Feature Bundle – Text Analysis for Publishers


As a publisher, you generate a huge amount of content and keeping it organized and accessible within your network can be a real challenge. You also know that the work doesn’t stop when you click Publish, but in fact what you do with the content after its creation can be just as important as the content creation itself.

We understand the challenges that you face in the ever-changing publishing industry. We hear about them quite a lot from our customers who are facing increased competition amid a constant battle to stay relevant and at the forefront of their readers’ minds (and screens!).

Content is at the heart of reader engagement, page views, visits, time on site, CTR’s, social shares, all of the things that matter to a publisher. Given the rate at which you need to curate and produce content today, it’s becoming even more difficult to stay on top of what you’re writing about, what’s popular and what’s driving revenue.

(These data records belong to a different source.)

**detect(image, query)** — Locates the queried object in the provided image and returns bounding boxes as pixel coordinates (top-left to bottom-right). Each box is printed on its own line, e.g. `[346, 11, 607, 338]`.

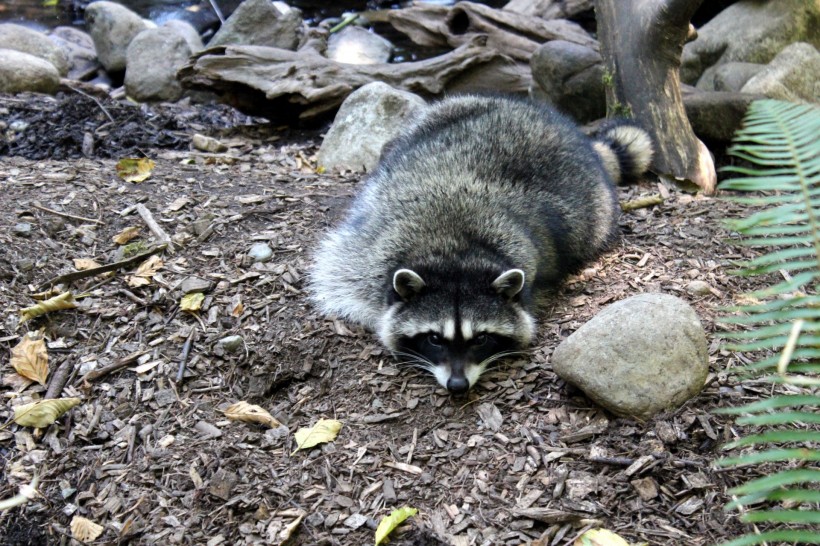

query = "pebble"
[248, 243, 273, 262]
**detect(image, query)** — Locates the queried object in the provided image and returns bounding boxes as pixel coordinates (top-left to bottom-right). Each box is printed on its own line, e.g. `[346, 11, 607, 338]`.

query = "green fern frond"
[717, 100, 820, 546]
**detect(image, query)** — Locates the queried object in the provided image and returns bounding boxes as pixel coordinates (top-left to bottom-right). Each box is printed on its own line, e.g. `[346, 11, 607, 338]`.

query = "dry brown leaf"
[20, 292, 77, 322]
[225, 401, 282, 428]
[11, 332, 48, 385]
[14, 398, 82, 428]
[293, 419, 342, 453]
[71, 516, 105, 542]
[74, 258, 100, 271]
[117, 157, 154, 184]
[113, 226, 140, 245]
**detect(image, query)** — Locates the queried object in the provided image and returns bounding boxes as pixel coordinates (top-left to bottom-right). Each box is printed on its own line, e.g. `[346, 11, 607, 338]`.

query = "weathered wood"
[177, 36, 531, 121]
[596, 0, 717, 194]
[387, 2, 598, 63]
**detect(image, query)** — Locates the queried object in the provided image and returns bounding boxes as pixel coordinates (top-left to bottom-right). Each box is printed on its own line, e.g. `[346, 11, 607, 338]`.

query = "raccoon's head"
[378, 269, 535, 394]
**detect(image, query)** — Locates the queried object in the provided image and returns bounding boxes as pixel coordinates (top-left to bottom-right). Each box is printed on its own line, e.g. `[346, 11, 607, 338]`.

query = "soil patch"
[0, 91, 780, 545]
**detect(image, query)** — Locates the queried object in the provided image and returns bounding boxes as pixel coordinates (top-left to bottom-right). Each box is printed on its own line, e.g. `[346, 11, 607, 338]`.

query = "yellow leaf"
[20, 292, 77, 322]
[117, 157, 154, 184]
[14, 398, 81, 428]
[113, 226, 140, 245]
[71, 516, 105, 542]
[179, 292, 205, 313]
[74, 258, 100, 271]
[376, 506, 418, 546]
[572, 529, 629, 546]
[225, 401, 282, 428]
[11, 332, 48, 385]
[293, 419, 342, 453]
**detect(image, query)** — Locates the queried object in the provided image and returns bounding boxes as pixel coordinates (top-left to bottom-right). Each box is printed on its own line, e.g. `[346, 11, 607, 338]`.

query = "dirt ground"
[0, 94, 780, 546]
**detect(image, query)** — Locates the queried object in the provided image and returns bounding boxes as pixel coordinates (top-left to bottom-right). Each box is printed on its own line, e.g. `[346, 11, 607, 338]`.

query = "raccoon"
[309, 95, 652, 394]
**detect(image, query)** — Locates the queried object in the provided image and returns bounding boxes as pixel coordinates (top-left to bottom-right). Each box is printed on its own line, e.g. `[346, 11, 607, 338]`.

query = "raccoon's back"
[310, 96, 617, 327]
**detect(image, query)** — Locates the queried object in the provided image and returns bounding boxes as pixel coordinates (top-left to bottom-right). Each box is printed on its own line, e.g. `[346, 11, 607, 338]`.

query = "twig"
[136, 203, 174, 254]
[177, 328, 196, 383]
[31, 201, 104, 224]
[37, 244, 166, 290]
[621, 193, 663, 212]
[82, 350, 150, 383]
[44, 358, 74, 400]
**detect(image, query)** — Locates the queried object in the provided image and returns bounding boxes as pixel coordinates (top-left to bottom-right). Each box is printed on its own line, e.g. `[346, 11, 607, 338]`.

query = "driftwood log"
[177, 36, 532, 122]
[596, 0, 717, 194]
[387, 2, 598, 63]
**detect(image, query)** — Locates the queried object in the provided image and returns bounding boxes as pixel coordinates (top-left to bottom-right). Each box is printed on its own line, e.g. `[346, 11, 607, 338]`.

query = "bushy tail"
[592, 120, 653, 184]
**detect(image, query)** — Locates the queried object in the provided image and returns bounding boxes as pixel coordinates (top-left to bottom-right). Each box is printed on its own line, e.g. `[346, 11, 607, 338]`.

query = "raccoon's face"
[379, 269, 534, 395]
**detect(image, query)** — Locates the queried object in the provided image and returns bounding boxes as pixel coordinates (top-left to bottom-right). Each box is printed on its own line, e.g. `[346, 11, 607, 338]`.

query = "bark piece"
[178, 36, 531, 121]
[597, 0, 717, 194]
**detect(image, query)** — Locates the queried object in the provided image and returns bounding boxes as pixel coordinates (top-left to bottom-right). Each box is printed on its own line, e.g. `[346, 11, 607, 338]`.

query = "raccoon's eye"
[473, 334, 490, 347]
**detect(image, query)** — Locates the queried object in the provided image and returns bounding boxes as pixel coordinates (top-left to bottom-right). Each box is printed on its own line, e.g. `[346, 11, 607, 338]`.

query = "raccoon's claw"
[447, 377, 470, 396]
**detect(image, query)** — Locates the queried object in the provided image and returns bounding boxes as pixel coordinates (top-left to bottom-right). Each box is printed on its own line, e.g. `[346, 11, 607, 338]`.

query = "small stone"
[14, 222, 31, 237]
[248, 243, 273, 262]
[191, 133, 228, 154]
[217, 336, 245, 353]
[629, 478, 658, 501]
[343, 514, 367, 529]
[179, 277, 211, 294]
[686, 281, 712, 296]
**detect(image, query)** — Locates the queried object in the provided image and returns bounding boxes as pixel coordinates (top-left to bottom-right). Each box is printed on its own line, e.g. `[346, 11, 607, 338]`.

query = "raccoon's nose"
[447, 377, 470, 394]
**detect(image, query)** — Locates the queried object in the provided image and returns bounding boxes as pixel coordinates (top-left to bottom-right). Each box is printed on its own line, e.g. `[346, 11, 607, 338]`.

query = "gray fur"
[309, 95, 651, 392]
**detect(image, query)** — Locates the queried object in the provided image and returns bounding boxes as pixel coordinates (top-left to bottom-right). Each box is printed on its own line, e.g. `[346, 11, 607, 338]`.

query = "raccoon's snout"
[447, 376, 470, 396]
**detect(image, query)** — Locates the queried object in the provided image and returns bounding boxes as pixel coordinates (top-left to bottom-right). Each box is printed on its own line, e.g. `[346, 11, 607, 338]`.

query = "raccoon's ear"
[492, 269, 524, 300]
[393, 269, 424, 301]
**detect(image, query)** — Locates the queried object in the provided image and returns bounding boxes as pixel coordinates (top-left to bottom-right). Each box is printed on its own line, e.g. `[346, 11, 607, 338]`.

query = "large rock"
[741, 42, 820, 103]
[125, 27, 191, 102]
[0, 23, 68, 76]
[530, 40, 606, 123]
[0, 49, 60, 94]
[208, 0, 303, 50]
[326, 26, 393, 64]
[680, 0, 820, 84]
[552, 294, 709, 420]
[48, 27, 100, 80]
[85, 0, 150, 72]
[318, 82, 427, 171]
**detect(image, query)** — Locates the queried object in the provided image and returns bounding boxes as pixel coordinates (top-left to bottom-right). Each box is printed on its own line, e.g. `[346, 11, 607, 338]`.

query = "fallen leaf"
[376, 506, 418, 546]
[71, 516, 105, 542]
[179, 292, 205, 313]
[11, 332, 48, 385]
[112, 226, 140, 245]
[117, 157, 154, 184]
[224, 401, 282, 428]
[572, 529, 629, 546]
[14, 398, 82, 428]
[74, 258, 100, 271]
[20, 292, 77, 322]
[293, 419, 342, 453]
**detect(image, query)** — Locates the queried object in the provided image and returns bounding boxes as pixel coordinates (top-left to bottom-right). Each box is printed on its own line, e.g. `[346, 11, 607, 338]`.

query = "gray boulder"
[125, 27, 191, 102]
[552, 294, 709, 420]
[208, 0, 303, 50]
[0, 23, 68, 76]
[0, 48, 60, 94]
[85, 0, 150, 71]
[742, 42, 820, 103]
[530, 40, 606, 123]
[326, 26, 393, 64]
[680, 0, 820, 84]
[162, 19, 205, 53]
[318, 82, 427, 171]
[697, 62, 766, 91]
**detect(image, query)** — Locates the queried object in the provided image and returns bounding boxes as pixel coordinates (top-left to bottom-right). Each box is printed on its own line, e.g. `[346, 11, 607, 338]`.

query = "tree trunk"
[596, 0, 717, 194]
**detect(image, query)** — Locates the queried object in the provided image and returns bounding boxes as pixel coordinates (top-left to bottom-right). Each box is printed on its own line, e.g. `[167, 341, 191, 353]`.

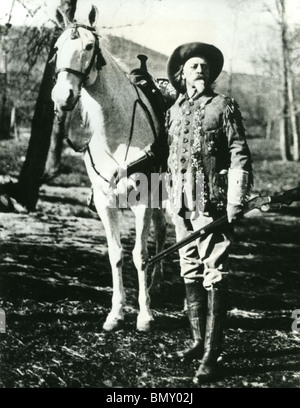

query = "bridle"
[50, 21, 106, 89]
[49, 21, 157, 184]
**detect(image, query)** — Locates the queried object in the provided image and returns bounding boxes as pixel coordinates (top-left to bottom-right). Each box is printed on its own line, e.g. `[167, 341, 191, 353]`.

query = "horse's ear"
[56, 7, 70, 29]
[89, 5, 99, 27]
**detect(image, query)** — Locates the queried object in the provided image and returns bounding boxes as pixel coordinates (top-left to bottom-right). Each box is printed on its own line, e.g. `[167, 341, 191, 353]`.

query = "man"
[166, 42, 252, 383]
[112, 42, 252, 383]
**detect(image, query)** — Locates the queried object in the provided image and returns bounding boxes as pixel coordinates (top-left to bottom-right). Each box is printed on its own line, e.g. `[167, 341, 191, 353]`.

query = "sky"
[0, 0, 300, 73]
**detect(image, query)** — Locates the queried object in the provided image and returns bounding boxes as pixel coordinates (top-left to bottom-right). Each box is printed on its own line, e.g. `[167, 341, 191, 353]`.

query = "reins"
[124, 84, 157, 160]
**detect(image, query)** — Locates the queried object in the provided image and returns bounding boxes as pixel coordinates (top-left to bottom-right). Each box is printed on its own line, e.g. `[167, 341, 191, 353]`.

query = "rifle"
[148, 187, 300, 265]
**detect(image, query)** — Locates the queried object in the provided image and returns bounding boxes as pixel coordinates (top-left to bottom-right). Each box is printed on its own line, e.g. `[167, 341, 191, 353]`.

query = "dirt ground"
[0, 182, 300, 388]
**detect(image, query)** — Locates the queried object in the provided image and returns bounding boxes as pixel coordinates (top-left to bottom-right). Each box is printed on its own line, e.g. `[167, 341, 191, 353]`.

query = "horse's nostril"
[68, 89, 74, 99]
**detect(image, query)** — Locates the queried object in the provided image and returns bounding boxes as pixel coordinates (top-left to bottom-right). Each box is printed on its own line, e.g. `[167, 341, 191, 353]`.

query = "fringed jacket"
[166, 92, 252, 217]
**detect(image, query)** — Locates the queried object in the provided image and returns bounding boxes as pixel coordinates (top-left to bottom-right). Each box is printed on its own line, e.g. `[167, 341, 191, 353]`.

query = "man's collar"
[178, 90, 215, 106]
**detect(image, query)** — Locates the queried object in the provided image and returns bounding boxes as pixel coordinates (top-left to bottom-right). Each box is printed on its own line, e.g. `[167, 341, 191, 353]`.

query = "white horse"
[52, 6, 165, 331]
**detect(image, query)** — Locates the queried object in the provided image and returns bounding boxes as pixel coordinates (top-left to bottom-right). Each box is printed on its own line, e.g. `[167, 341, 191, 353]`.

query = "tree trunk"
[288, 73, 299, 161]
[11, 0, 77, 211]
[265, 118, 273, 140]
[278, 0, 292, 161]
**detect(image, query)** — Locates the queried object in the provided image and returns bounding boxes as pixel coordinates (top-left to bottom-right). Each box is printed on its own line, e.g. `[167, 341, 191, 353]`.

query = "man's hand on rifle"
[227, 203, 243, 223]
[227, 169, 249, 223]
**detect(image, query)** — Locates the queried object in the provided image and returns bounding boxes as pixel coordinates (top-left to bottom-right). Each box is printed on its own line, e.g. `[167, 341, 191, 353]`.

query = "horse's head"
[52, 6, 105, 111]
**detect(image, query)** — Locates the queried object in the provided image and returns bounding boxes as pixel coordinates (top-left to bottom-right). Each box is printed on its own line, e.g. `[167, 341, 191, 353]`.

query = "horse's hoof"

How can Text Analysis help?

Using Machine Learning and Natural Language Processing techniques, it’s easier than ever to understand content at scale.

To make things easy for you, we’ve put together a list of Text Analysis features (or endpoints as we call them) that are being widely used by our publishing industry customers. So if you’re new to using our API this will help you get up to speed quickly about what we can help you with;

  • Article Extraction
  • Classification (Categorization)
  • Entity & Concept Extraction
  • Summarization

Note: We have a really cool and easy-to-use online Demo showcasing all of these features – check it out 🙂

1. Article Extraction

Webpages can be noisy and cluttered, they’re often awash with an overwhelming amount of ads, images, videos and pop-ups that appear alongside informative textual content. As a publisher, separating the wheat from the chaff to extract what really matters – the story itself – can be quite the challenge, whether that’s on your own network of sites or external outlets.

Our Article Extraction endpoint is used to extract the main body of text from articles, web pages and RSS feeds. In doing this, it provides us with the ‘clean’ text data and ignores other media such as images, videos or ads.

Here’s a quick example. On the left we have a web page containing text, images, video ads and links to other stories. On the right we have the results of this same web page after we ran it through Article Extraction.



Using our Article Extraction feature allows you to easily break down a webpage and extract what matters. We extract the main body of text from a web page, the published date, the author and also any image or video present.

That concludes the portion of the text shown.